Solanas and Gomez were eager for the pope to declare major environmental missteps “crimes against humanity.” No definition was given of what constituted a crime or distinguishes it from an accident. Instead, the men praised Francis’ slogan for his upcoming campaign: “We must pray for children who receive dirty bread their parents give them.”

The film ran while the pope sorted through the T-shirts and held them up to the camera: “Say No to Fracking” and “Water Is Worth More than Gold.” That done, image-conscious Francis selected the wall he wanted to pose against while he delivered a homilette. It is a disquieting, rambling bit of stagecraft.

The Hashtag Papacy

In the course of it, Francis has condemned 46 percent youth unemployment in an unnamed European country but appears to have no grasp of the causes of such unemployment. He offers only distaste for the vague “unjust international system” we are living in. That, plus a wave of the hand encompassing Hiroshima, mining, and high-voltage cables is presented in evidence that “we are living the myth of Shiva.”

Francis has condemned 46 percent youth unemployment in an unnamed European country but appears to have no grasp of the causes of such unemployment.

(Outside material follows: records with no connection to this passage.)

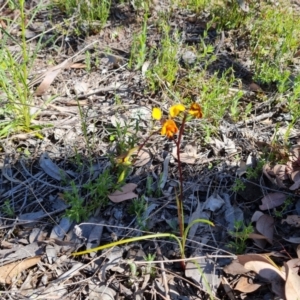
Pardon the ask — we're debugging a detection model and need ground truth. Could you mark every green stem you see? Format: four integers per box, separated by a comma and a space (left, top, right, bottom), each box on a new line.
72, 233, 183, 256
174, 114, 187, 269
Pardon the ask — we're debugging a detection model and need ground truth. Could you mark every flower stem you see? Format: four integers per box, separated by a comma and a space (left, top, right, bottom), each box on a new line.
174, 114, 187, 269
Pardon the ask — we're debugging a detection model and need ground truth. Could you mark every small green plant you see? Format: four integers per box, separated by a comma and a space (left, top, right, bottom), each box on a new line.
83, 168, 117, 212
179, 0, 210, 14
246, 159, 266, 180
144, 253, 156, 277
146, 20, 180, 90
249, 1, 300, 86
128, 12, 148, 70
64, 168, 121, 222
54, 0, 111, 31
63, 181, 86, 223
273, 197, 293, 218
128, 197, 147, 231
2, 199, 15, 218
231, 178, 246, 193
0, 0, 45, 137
228, 221, 254, 254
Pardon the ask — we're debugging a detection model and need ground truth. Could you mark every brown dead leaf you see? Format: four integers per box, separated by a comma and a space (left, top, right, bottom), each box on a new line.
249, 232, 267, 240
297, 245, 300, 258
256, 215, 275, 244
281, 215, 300, 227
223, 259, 249, 276
238, 254, 286, 297
251, 210, 264, 222
0, 256, 41, 284
70, 63, 86, 69
234, 276, 261, 293
259, 193, 287, 210
172, 143, 197, 164
108, 183, 138, 203
133, 149, 151, 167
35, 60, 73, 96
290, 180, 300, 191
273, 165, 288, 181
284, 258, 300, 300
291, 171, 300, 182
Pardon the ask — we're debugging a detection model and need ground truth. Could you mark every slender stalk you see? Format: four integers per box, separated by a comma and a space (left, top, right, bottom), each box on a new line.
174, 114, 187, 269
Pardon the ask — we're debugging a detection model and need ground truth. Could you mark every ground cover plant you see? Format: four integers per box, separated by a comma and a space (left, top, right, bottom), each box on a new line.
0, 0, 300, 299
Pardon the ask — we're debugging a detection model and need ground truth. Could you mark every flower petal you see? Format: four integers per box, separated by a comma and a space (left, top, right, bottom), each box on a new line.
189, 103, 203, 119
152, 107, 162, 120
169, 103, 185, 118
161, 120, 178, 138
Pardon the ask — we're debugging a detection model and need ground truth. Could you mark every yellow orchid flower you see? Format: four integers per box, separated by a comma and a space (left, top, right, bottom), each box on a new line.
161, 119, 178, 138
169, 103, 185, 118
152, 107, 162, 120
189, 103, 203, 119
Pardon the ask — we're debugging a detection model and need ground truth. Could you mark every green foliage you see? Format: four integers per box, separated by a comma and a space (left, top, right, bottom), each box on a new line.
1, 199, 15, 218
56, 0, 111, 30
64, 169, 121, 223
228, 221, 254, 254
246, 159, 266, 180
273, 197, 294, 218
64, 181, 86, 223
0, 0, 44, 137
128, 197, 148, 231
128, 12, 148, 70
179, 0, 211, 14
231, 178, 246, 193
250, 3, 300, 83
146, 19, 180, 89
143, 253, 156, 277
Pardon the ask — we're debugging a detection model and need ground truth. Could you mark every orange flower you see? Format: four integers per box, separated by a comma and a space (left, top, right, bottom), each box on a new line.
189, 103, 203, 119
169, 103, 185, 118
152, 107, 162, 120
161, 120, 178, 138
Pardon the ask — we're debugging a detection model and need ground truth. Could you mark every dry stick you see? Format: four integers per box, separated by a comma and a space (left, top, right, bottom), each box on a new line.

Despite the resurgence of a conquering Islam and the gruesome cleansing of Christians from the Middle East, Francis declares that “the greatest conflict that is rising is the struggle over water.” We must not waste or contaminate water. Toward the end of this strange performance, Francis quotes Zhou Enlai, Mao’s henchman. While an innocuous quotation in itself, Francis’ choice of it signals sympathy with Solanas’ ideological tastes.

It bears mention that the photo-op provided invaluable publicity for Solanas’ La Guerra del Fracking (“The Fracking War”), banned in Argentina by the government. This was a backhanded but unsubtle papal intrusion into Argentine politics. The film, in Italian with English subtitles, runs nine minutes. It can be found here.

Francis is no naïf. He signals his priorities to anyone paying attention. You do not have to be a Republican or a conservative to get the message. In support of his green theology, he plans a speech at the United Nations and a congress of world religious leaders at the Vatican. He is preparing to lend this agenda the magisterial weight of an encyclical. Yet, when innocents are slaughtered in Paris by the same forces that are shedding Christian blood in the Middle East, the most he can muster is a hashtag, #PrayersforParis.

The contrast is telling.

Silence and Appeasement Have Never Been Effective

Lu would have us turn our eyes away. She prefers that conservatives keep mum on papal presumptuousness so as not to inflame the liberal media. In short, she rationalizes silence as a means of appeasing media hounds. It is a fainthearted position that ignores longstanding—and ongoing—evidence of the futility of appeasement.

While deferential observers are measuring their tones, Francis drives ahead with a demagogic program which makes the state the guardian and enforcer all values.

Let us be honest. Conservatives are damned if they do, damned if they don’t. While deferential observers are measuring their tones, Francis drives ahead with a demagogic program which makes the state the guardian and enforcer all values. To suppress challenge to a pope’s political biases or erratic behavior is no favor to the Church. It is little more than a failure of nerve that will earn no reward in the press. Silence is a form of collusion.

Earlier this month, Peter Berger reported in The American Interest that Leonardo Boff is an advisor to the pope on his forthcoming encyclical on climate change. Boff, a former Franciscan priest, is one of the major proponents of Liberation Theology, rejected as radical by both previous pontiffs. In March, 2013, at the time of Francis’ election, Boff told the press that Jorge Bergoglio was more liberal than people supposed. His conservatism as cardinal was due only to pressure from the Vatican. Rorate Caeli recorded Boff’s prediction: “He is now the pope and he can do whatever he wants. Many will be surprised with what Francis will do.”

This past October, Francis took aim at “ideological Catholics,” calling them “a serious illness” within the Church. What is Francis, if not an ideologue?